After the new Law of Protection of Consumer Rights and Interests (the “Law”) came into effect on March 15, 2014, Article 25 provides that except for special goods, consumers have the right to return goods sold by via the Internet, television, telephone or mail order within seven days upon receipt of the goods without a reason. However, there are different understandings regarding the applicability and practice of the “7-day unconditional return,” particularly the “scope of return” and how the “merchandise is still intact,” which gave rise to disputes. To further clarify how goods purchased by a consumer online may be returned, the Administration of Industry and Commerce prescribed the Interim Measures for the 7-Day Unconditional Return of Goods Purchased Online (the “Interim Measures”) to further clarify Article 25 of the Law. The Interim Measures are highlighted below:
1. Confirmation of the scope of goods not applicable for unconditional return
Article 6 of the Interim Measures provides for goods that are not covered by the 7-day unconditional return, which include custom-made goods, fresh and perishable goods, and audiovisual products which are downloaded online or whose seals have been opened by the consumers, digital goods such as computer software, and delivered newspapers and periodicals. In addition, Article 20, Paragraph 1 provides that online sellers shall implement technical measures or other methods to specifically indicate which goods are not covered by the 7-day unconditional return.

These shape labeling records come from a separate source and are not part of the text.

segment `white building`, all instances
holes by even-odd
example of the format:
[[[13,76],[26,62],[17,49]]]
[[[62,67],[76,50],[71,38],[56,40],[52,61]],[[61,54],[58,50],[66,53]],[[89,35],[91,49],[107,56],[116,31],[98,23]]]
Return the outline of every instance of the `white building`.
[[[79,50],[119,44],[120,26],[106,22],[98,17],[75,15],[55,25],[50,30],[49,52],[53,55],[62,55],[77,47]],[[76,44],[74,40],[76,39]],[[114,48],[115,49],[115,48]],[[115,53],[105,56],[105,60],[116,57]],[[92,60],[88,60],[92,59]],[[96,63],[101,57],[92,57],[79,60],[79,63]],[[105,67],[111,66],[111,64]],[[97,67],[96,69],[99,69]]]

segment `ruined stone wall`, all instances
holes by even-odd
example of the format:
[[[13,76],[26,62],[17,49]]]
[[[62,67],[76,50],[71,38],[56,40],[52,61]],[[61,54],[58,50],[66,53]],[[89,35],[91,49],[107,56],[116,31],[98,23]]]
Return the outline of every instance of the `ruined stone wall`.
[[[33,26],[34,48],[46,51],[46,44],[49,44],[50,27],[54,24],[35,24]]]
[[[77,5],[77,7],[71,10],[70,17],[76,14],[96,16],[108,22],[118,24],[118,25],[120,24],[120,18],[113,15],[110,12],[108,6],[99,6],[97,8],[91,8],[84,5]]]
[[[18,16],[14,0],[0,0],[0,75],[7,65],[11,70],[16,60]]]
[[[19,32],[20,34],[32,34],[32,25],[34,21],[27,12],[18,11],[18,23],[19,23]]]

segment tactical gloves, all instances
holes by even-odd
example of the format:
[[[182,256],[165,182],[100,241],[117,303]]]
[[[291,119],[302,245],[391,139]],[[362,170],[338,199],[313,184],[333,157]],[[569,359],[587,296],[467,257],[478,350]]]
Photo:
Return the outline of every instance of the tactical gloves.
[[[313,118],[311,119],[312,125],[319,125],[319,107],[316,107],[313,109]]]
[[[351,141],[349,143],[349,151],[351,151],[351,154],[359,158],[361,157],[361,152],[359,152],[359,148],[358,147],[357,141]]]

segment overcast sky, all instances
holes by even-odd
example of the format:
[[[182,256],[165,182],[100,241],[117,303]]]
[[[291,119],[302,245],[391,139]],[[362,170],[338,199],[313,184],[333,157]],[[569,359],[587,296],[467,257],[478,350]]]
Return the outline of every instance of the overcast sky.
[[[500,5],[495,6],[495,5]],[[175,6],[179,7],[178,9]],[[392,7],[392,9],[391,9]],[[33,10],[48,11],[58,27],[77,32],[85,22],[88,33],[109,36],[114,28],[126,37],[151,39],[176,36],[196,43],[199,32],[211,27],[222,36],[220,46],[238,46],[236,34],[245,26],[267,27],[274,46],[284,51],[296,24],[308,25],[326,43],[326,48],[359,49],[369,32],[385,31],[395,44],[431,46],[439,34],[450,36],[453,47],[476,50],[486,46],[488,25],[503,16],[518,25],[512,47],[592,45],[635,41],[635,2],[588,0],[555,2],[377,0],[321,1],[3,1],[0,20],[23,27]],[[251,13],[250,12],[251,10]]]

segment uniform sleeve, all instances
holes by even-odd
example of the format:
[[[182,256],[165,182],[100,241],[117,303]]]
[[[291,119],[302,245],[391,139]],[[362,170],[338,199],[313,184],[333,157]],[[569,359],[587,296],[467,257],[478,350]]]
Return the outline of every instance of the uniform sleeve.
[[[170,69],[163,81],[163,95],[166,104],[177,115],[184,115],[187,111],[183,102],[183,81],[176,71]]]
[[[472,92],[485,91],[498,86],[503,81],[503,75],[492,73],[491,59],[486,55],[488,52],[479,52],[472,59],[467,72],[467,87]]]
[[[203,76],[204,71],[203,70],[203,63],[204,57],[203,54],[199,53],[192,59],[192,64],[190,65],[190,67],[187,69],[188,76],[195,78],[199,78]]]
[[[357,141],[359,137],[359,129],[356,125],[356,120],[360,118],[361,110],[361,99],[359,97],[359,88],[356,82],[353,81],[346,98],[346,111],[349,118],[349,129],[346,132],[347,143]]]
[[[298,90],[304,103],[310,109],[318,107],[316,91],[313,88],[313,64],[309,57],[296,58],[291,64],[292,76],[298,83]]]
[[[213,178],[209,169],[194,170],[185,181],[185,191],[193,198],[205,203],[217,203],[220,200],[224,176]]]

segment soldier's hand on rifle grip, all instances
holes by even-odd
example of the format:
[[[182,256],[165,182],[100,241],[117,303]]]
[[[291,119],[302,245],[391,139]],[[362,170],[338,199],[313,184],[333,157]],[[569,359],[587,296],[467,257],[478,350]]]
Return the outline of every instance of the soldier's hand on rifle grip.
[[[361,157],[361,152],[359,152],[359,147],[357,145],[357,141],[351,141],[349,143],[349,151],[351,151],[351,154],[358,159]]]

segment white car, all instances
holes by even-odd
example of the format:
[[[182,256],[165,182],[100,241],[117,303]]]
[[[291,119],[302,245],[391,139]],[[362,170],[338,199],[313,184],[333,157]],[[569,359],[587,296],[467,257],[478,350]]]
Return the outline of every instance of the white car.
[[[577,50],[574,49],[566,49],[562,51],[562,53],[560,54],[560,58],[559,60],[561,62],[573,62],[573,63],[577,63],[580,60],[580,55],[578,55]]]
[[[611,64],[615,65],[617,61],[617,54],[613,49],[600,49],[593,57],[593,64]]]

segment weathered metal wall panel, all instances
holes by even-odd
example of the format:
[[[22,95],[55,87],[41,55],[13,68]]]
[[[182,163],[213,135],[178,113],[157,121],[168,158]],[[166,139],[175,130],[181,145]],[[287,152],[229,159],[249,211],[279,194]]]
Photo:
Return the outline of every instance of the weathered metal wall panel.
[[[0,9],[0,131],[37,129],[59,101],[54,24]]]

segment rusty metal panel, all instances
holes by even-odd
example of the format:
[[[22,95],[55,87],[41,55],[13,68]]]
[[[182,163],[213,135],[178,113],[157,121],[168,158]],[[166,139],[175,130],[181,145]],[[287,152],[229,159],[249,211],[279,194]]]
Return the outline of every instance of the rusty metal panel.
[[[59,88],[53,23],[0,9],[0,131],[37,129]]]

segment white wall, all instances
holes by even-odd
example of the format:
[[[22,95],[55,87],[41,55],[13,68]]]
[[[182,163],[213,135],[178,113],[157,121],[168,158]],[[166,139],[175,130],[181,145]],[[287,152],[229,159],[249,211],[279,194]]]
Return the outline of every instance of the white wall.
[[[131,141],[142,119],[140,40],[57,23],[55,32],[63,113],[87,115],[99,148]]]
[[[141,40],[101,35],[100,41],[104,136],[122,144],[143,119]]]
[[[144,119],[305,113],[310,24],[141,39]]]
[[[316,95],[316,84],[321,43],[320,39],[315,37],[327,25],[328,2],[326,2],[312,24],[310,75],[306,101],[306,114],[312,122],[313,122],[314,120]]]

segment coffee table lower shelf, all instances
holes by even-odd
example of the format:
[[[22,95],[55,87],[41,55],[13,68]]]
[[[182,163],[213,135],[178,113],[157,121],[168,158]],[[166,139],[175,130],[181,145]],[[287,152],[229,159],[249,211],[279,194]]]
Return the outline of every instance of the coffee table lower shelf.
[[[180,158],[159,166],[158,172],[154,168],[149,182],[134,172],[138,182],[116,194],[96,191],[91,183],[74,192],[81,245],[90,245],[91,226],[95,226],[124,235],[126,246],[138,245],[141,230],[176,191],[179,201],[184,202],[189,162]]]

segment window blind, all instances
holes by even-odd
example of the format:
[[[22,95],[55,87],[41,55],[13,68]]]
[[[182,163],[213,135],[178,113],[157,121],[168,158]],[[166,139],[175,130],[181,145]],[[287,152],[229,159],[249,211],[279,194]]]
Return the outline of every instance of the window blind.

Article 7 provides for goods that may be exempt from the 7-day unconditional return upon confirmation at the time of purchase by the consumers. However, the online seller is required to set up a conspicuous required confirmation step in the purchase process so that the consumer may confirm such single purchase; if there is no such confirmation, the online seller may not refuse 7-day unconditional return. Goods that may be exempt from unconditional return include: any product that may be hazardous to life and safety or is easily degraded once opened, any product that loses a large portion of its value once used or tried out, any goods that are near their expiration dates at the time of sale, or any goods that contain flaws or defects.
2. Criteria of intactness
Goods which the consumer intends to return without cause should be kept intact. Article 8 of the Interim Measures further stipulates the criteria for determining if the goods are intact. If the original quality and functionality of the goods are maintained, and the goods per se and their accessories, and trademark indicators are complete, then they shall be deemed intact. However, reasonable inspection does not affect the intactness of goods. With respect to goods that have lost a relatively greater amount of value when they are used beyond a simple inspection and confirmation of their quality, Article 9 provides for the criteria for determining when goods are not considered intact for a variety of categories of goods. If the consumer needs to open the product packaging to inspect the goods or check their quality and functionality, a reasonable usage trial will not affect the intactness of goods.
3. Return procedure
The Interim Measures specifically provide that the 7-day unconditional return period shall commence on the day following the consumer’s acceptance of the goods. A consumer shall send the return notice to the online seller within seven days upon receipt of the goods. Meanwhile, to prevent a seller from refusing the return via excuses, the Interim Measures specifically provide for the refund period for online sellers; if the goods returned by the consumer are intact, the online seller shall refund the payment to the consumer within seven days upon receipt of the returned goods.